Organisation der Ersten Hilfe
In jedem Betrieb muss die Erste Hilfe klar organisiert sein. Ein Beispiel: Ein Arbeiter hat sich die Hand in der Maschine eingequetscht, verliert viel Blut und schreit vor Schmerzen. Wer alarmiert jetzt wie die ErsthelferInnen? Wer verständigt die Rettung? Sollen wir dem Portier am Eingang zum Werksgelände Bescheid geben? Wer weist die Rettung ein? Jetzt muss die Führungskraft unter Zeitdruck Entscheidungen treffen. Sie kann nicht „weiter oben“ nachfragen: „Was soll ich jetzt tun?“ Gerald Göd hat jahrelange Erfahrung im Rettungswesen.
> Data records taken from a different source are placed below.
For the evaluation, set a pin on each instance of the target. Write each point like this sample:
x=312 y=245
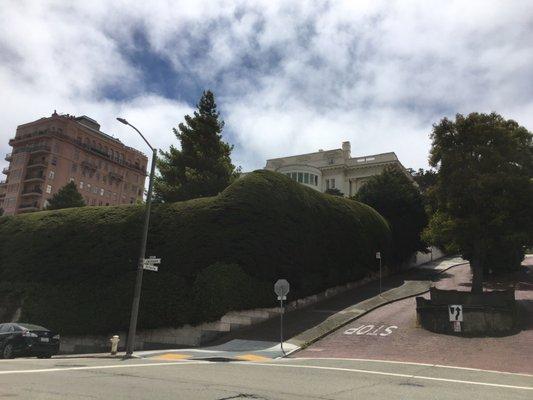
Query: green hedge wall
x=75 y=268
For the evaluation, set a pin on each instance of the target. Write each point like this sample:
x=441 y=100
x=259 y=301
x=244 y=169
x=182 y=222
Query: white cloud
x=291 y=77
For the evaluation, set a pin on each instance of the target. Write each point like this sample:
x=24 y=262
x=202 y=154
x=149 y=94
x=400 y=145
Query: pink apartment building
x=50 y=152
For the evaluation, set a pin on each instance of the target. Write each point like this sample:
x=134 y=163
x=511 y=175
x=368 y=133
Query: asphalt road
x=391 y=333
x=86 y=378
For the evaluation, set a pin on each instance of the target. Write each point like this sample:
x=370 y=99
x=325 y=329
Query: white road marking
x=410 y=363
x=33 y=371
x=365 y=371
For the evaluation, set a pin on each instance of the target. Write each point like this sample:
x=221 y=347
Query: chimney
x=347 y=148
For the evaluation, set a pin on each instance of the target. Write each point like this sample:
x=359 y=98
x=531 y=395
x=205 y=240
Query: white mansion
x=334 y=169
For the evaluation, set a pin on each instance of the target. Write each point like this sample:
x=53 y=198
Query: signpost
x=149 y=264
x=281 y=288
x=455 y=312
x=378 y=257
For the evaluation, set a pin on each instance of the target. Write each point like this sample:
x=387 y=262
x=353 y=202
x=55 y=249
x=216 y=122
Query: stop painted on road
x=372 y=330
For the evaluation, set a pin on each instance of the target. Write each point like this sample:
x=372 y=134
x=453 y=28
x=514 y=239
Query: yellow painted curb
x=171 y=356
x=252 y=357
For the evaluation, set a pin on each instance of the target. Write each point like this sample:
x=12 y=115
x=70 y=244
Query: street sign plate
x=281 y=287
x=455 y=312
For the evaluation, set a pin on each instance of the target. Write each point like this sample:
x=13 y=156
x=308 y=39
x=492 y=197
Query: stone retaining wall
x=488 y=314
x=191 y=336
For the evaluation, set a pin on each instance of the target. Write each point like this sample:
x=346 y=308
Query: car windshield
x=31 y=327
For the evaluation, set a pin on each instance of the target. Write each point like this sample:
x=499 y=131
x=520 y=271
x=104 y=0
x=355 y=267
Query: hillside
x=74 y=268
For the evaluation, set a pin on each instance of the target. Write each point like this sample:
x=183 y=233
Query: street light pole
x=142 y=253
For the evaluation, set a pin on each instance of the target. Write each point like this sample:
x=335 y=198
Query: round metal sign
x=281 y=287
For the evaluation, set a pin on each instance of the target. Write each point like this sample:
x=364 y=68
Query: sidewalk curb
x=321 y=334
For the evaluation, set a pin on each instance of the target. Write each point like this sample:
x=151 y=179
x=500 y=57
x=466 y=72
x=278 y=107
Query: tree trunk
x=477 y=269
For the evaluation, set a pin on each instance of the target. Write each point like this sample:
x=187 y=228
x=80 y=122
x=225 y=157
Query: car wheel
x=7 y=352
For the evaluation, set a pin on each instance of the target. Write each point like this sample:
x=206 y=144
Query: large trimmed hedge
x=75 y=268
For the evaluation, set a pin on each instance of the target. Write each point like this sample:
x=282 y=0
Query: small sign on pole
x=150 y=264
x=281 y=288
x=456 y=326
x=455 y=312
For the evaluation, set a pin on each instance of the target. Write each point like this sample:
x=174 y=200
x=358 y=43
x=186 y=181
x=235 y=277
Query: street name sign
x=455 y=312
x=281 y=288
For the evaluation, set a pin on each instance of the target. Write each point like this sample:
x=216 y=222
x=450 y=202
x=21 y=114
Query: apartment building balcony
x=37 y=163
x=39 y=149
x=34 y=178
x=89 y=165
x=29 y=206
x=32 y=191
x=115 y=176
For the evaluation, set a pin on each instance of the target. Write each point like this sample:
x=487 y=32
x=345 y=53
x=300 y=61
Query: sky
x=290 y=77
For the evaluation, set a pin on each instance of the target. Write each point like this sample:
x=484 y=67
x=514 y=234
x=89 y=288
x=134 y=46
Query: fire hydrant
x=114 y=344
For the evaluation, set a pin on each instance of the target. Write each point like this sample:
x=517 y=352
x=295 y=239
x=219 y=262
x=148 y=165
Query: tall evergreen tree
x=202 y=167
x=484 y=191
x=67 y=197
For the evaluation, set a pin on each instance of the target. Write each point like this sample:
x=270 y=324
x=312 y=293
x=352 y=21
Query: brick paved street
x=390 y=333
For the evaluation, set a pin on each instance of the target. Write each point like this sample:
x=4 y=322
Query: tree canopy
x=484 y=191
x=202 y=167
x=394 y=196
x=67 y=197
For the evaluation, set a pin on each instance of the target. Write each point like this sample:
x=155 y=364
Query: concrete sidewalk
x=303 y=326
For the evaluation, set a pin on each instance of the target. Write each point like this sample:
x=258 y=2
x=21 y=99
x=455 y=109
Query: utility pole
x=142 y=253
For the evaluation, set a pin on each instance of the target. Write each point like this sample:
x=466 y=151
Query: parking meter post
x=281 y=325
x=114 y=344
x=380 y=276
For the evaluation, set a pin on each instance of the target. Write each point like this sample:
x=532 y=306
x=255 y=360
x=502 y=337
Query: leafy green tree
x=202 y=167
x=484 y=191
x=67 y=197
x=334 y=192
x=394 y=196
x=424 y=178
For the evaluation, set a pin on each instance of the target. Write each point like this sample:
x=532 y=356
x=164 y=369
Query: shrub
x=76 y=267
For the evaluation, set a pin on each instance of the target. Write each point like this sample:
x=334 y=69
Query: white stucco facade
x=333 y=169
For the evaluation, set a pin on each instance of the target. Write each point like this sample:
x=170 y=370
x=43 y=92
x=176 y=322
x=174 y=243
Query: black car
x=21 y=339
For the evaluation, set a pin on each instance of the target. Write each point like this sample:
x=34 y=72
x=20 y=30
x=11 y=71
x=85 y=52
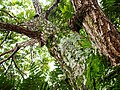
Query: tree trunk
x=98 y=26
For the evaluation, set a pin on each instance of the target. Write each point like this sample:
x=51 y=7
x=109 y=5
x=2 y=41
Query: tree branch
x=37 y=6
x=19 y=29
x=55 y=4
x=4 y=38
x=17 y=47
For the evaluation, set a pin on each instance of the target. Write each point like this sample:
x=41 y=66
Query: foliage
x=35 y=71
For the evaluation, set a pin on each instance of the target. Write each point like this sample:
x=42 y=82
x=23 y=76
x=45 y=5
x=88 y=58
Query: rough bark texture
x=98 y=26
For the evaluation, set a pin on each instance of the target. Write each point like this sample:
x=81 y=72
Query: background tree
x=77 y=65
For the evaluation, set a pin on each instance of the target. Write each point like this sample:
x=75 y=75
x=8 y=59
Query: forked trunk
x=98 y=26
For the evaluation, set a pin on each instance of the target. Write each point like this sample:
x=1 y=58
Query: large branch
x=17 y=47
x=99 y=27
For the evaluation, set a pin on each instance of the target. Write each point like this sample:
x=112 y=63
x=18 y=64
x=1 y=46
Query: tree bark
x=102 y=32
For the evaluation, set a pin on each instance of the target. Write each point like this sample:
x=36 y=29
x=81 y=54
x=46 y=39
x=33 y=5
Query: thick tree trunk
x=98 y=26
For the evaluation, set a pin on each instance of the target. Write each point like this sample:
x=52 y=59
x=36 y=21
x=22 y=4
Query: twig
x=8 y=67
x=15 y=50
x=4 y=38
x=10 y=15
x=6 y=52
x=55 y=4
x=37 y=6
x=17 y=67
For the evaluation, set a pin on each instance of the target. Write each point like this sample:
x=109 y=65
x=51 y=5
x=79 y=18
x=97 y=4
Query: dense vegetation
x=34 y=67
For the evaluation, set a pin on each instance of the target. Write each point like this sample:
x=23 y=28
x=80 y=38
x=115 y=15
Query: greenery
x=34 y=67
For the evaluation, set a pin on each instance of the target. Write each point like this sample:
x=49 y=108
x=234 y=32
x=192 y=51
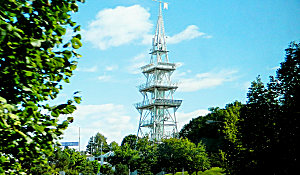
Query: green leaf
x=17 y=35
x=76 y=29
x=9 y=27
x=36 y=43
x=77 y=100
x=55 y=113
x=76 y=44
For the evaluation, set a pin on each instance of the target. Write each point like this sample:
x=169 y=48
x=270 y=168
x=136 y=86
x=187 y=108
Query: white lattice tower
x=158 y=108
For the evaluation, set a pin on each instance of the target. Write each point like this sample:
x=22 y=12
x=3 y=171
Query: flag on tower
x=165 y=5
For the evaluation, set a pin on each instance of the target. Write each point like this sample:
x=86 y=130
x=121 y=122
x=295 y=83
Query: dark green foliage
x=67 y=160
x=175 y=154
x=121 y=169
x=126 y=156
x=32 y=68
x=266 y=136
x=106 y=169
x=130 y=140
x=94 y=145
x=147 y=161
x=208 y=129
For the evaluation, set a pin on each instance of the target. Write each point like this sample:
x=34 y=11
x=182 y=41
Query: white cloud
x=206 y=80
x=189 y=33
x=112 y=68
x=122 y=25
x=104 y=78
x=92 y=69
x=184 y=118
x=111 y=120
x=137 y=62
x=273 y=68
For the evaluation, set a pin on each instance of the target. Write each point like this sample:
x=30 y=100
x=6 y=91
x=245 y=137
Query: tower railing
x=161 y=65
x=161 y=102
x=158 y=83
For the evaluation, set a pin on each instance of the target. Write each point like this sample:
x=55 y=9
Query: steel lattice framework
x=158 y=108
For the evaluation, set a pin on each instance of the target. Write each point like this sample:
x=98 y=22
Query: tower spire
x=158 y=108
x=159 y=45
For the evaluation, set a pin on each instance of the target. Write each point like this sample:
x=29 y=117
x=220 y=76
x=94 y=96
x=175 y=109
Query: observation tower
x=158 y=108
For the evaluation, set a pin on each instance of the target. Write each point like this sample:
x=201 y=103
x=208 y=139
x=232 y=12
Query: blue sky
x=220 y=46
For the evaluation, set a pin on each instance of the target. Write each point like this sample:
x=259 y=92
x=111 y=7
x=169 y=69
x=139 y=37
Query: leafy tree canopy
x=34 y=61
x=265 y=138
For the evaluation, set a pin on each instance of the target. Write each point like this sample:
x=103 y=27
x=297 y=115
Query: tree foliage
x=174 y=154
x=67 y=160
x=32 y=66
x=208 y=129
x=94 y=145
x=130 y=140
x=265 y=138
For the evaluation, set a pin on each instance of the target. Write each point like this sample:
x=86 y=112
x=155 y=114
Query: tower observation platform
x=158 y=108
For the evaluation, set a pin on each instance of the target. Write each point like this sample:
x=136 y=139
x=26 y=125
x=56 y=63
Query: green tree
x=147 y=161
x=174 y=154
x=264 y=138
x=126 y=156
x=32 y=66
x=208 y=129
x=130 y=140
x=94 y=145
x=113 y=145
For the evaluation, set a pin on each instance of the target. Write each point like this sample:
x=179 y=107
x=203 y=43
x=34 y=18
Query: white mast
x=157 y=121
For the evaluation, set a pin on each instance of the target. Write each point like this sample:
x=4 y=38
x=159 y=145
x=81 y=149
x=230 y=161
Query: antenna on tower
x=158 y=108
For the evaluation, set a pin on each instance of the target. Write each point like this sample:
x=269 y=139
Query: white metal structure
x=158 y=108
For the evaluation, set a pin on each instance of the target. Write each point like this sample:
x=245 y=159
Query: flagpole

Nun teilt er als Sicherheitsfachkraft sein Fachwissen zur Notfallplanung: „Jeder Notfall ist anders. Es müssen einmal grundlegende Abläufe für die Erste Hilfe im Betrieb festgelegt werden. Was dann im Detail noch zu tun ist, ist von Situation zu Situation verschieden. Es bleibt ein Teil schneller Entscheidungen. Die Person, die in der Situation die Führung übernimmt, muss auch eigenverantwortlich entscheiden können – und auch dürfen!“ Nach Göds Erfahrung spielt die Unternehmenskultur dabei eine große Rolle. „Je eigenverantwortlicher ein Mitarbeiter sonst agiert, desto leichter tut er sich im Notfall zu entscheiden. Herrscht eine Kultur sehr strikter Vorgaben, kann es zu Überforderung kommen.“ Den Faktor Mensch darf man ohnehin nicht unterschätzen. „Bei einem Unfall ist es oft besser, wenn die unmittelbar Betroffenen nur den ersten Alarm auslösen, aber nicht weitere Entscheidungen treffen müssen. Sie sind vielleicht persönlich stark betroffen (‚Ich bin am Unfall schuld!‘) und nicht mehr voll einsatzfähig. Eine Person mit mehr Distanz tut sich leichter, den Notfall zu bewältigen“, so Göd.